Wenn man weiß, dass Just im Januar 1954 der Präsidentin des Schriftstellerverbandes Anna Seghers per Beschluss als Generalsekretär an die Seite gestellt wurde, läge es nahe, dies als logische Konsequenz einer gradlinigen Erziehung zu betrachten. Wie krass ihre Wege geographisch und ideell voneinander entfernt waren, ist dem Lebensbericht zu entnehmen, den Gustav Just in seinem 80. Lebensjahr all denen übergab, die nicht verlernt haben, nach dem Warum zu fragen.

Deutsch, Jahrgang 1921 ist keine gelassene Beschreibung einer repräsentativen deutschen Karriere geworden, sondern das fixierte Ergebnis ernsthafter Selbstprüfung. Der Leser folgt dem Pfad der Erinnerung über weite Strecken gespannt und zugleich beeindruckt von der Aufrichtigkeit der geschilderten Brüche, die den Sohn eines kommunistischen Arbeiters zu einem wissensdurstigen Abiturienten, parallel jedoch zum Führer einer "Jungenschaft" in der Bündischen Jugend und nach kurzer, dem Vater geschuldeten Unsicherheit zum Jungstammführer in der Hitlerjugend werden ließen.

Welche Prägung Just bei den Bündischen erhielt, wird deutlich, wenn man liest: "Dieses soldatische Erscheinungsbild entsprach der angestrebten soldatischen Haltung. Wir hielten uns für eine Elite, im Gegensatz zu den braven Knaben, die sonntags mit den Eltern spazierengingen."

Mit den Idealen von Treue und kampfbereiter Männlichkeit verband sich bald eine Sehnsucht nach einem großen deutschen Vaterland. "Unser Denken war großdeutsch ausgerichtet, so daß wir die Einverleibung Österreichs im März 1938 ebenso begrüßten wie den Anschluß der sudetendeutschen Gebiete ans Großdeutsche Reich im Herbst desselben Jahres."

Wie konnte aus diesem Gustav Just ein Nomenklaturkader der SED-Führung werden? Schwerverwundet war er der Gefangenschaft entgangen und - wieder in Gablonz - endlich bereit, vom Vater und seinen Genossen die Wahrheit über die Schuld des deutschen Nationalsozialismus zu hören.
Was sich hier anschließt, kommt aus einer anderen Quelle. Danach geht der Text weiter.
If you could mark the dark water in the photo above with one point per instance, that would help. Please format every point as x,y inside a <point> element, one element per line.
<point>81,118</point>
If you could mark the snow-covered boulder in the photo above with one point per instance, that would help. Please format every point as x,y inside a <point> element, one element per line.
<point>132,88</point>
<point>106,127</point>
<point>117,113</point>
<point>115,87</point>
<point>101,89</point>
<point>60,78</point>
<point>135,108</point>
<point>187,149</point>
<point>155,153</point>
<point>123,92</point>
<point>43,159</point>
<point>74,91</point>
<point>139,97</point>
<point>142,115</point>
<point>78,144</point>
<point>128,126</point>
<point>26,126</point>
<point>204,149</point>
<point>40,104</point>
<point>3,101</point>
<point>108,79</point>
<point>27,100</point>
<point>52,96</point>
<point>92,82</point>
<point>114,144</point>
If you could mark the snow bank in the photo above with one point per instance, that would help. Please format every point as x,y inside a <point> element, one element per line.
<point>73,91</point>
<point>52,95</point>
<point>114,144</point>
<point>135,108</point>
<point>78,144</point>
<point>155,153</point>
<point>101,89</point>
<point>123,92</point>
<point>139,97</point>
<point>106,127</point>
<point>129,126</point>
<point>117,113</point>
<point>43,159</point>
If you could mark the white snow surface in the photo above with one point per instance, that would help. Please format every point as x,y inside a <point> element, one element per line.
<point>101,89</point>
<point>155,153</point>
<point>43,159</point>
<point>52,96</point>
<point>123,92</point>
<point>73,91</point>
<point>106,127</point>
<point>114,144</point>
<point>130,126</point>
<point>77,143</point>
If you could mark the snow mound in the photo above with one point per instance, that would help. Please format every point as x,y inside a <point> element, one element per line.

Im Juni 1946 mit seiner jungen Frau aus der Tschechoslowakei ausgewiesen, ging er in die sowjetische Besatzungszone, weil ihre Eltern dort Zuflucht gefunden hatten. Seine Eltern, als Antifaschisten regulär ausgereist, gaben ihm den für sein weiteres Leben entscheidenden Impuls: In ihrem Dorf unweit von Quedlinburg mangelte es an Lehrern. Just fuhr zu ihnen, wollte Lehrer werden. Aus Sorge, als ehemaliger Offizier gefährdet und vom Lehrerberuf ausgeschlossen zu sein, fälschte er den Fragebogen, degradierte sich vom Leutnant zum Unteroffizier, stellte sich erfolgreich der Prüfung als Neulehrer und trat in die SED ein.
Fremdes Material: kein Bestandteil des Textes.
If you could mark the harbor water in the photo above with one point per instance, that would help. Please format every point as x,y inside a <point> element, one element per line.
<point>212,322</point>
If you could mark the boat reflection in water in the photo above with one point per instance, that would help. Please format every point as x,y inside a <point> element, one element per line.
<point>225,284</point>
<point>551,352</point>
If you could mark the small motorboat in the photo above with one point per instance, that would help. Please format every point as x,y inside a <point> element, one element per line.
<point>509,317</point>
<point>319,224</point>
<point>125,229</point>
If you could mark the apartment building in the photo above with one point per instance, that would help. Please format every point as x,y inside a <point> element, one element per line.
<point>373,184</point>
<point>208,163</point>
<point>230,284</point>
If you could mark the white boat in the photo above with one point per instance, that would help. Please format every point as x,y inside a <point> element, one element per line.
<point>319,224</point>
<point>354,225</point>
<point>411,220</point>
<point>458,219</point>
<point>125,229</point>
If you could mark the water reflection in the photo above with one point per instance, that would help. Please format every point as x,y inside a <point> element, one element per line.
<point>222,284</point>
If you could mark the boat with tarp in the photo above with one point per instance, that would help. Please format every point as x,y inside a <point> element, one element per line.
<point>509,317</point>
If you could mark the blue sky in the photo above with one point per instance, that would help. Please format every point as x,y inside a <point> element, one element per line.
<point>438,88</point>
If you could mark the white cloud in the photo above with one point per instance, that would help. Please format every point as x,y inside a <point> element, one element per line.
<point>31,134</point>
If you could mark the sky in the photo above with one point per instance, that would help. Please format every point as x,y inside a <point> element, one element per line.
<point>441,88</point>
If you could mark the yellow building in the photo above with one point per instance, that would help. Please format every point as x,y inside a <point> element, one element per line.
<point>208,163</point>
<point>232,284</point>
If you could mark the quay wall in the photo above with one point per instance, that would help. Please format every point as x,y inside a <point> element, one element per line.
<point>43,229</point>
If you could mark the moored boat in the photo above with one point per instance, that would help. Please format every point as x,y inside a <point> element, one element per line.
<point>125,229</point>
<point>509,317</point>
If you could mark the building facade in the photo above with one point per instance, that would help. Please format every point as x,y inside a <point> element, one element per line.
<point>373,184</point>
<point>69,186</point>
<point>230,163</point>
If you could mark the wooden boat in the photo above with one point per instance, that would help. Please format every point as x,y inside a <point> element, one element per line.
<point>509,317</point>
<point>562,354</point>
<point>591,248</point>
Nach diesen persönlichen Entscheidungen begann ein Sog zu wirken, der Gustav Just über eine Stufenleiter in den Apparat des ZK der SED aufsteigen ließ. Als Funktionär des Schriftstellerverbandes fand er nach Gesprächen mit Anna Seghers und KuBa im Januar 1954 den Mut, die Fälschung des Fragebogens einzugestehen.
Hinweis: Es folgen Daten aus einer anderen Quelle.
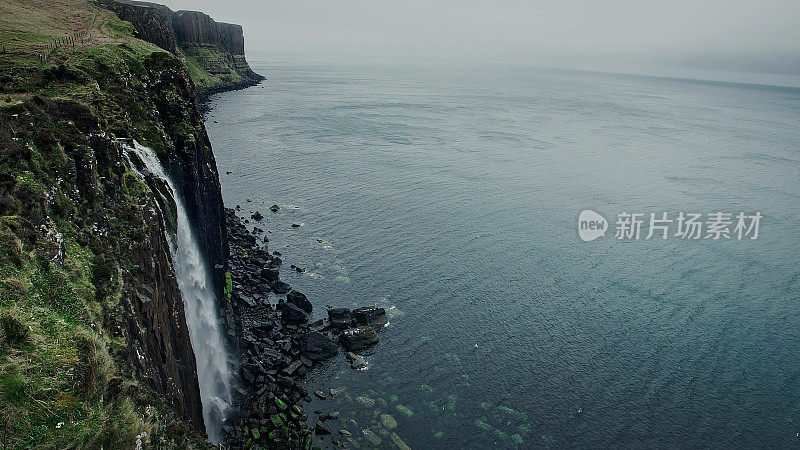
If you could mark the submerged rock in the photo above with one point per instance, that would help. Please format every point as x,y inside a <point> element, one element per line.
<point>300,300</point>
<point>370,315</point>
<point>280,287</point>
<point>371,437</point>
<point>365,401</point>
<point>316,346</point>
<point>321,428</point>
<point>269,275</point>
<point>399,442</point>
<point>404,410</point>
<point>339,317</point>
<point>357,362</point>
<point>359,338</point>
<point>292,314</point>
<point>388,422</point>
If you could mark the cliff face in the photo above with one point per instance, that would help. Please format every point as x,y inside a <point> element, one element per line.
<point>213,51</point>
<point>84,264</point>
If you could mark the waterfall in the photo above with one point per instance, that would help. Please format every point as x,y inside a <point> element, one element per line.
<point>194,281</point>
Ein Parteiverfahren folgte. Just wurde als Redakteur zur Wochenzeitung Sonntag geschickt. Dort traf er auf Heinz Zöger und im Aufbauverlag auf Walter Janka und Wolfgang Harich. Die Ziele wie das Schicksal der sogenannten "Harich-Gruppe" sind oft beschrieben worden. Als Zeuge im Gerichtssaal verhaftet, sperrte man Just für Jahre ins Zuchthaus Bautzen.

Der Bogen dieses außergewöhnlichen Berichtes reicht bis ins Jahr 1996 und beschreibt ein Leben, das auch nach 1990 zum Spielball politischer Interessen gemacht werden sollte.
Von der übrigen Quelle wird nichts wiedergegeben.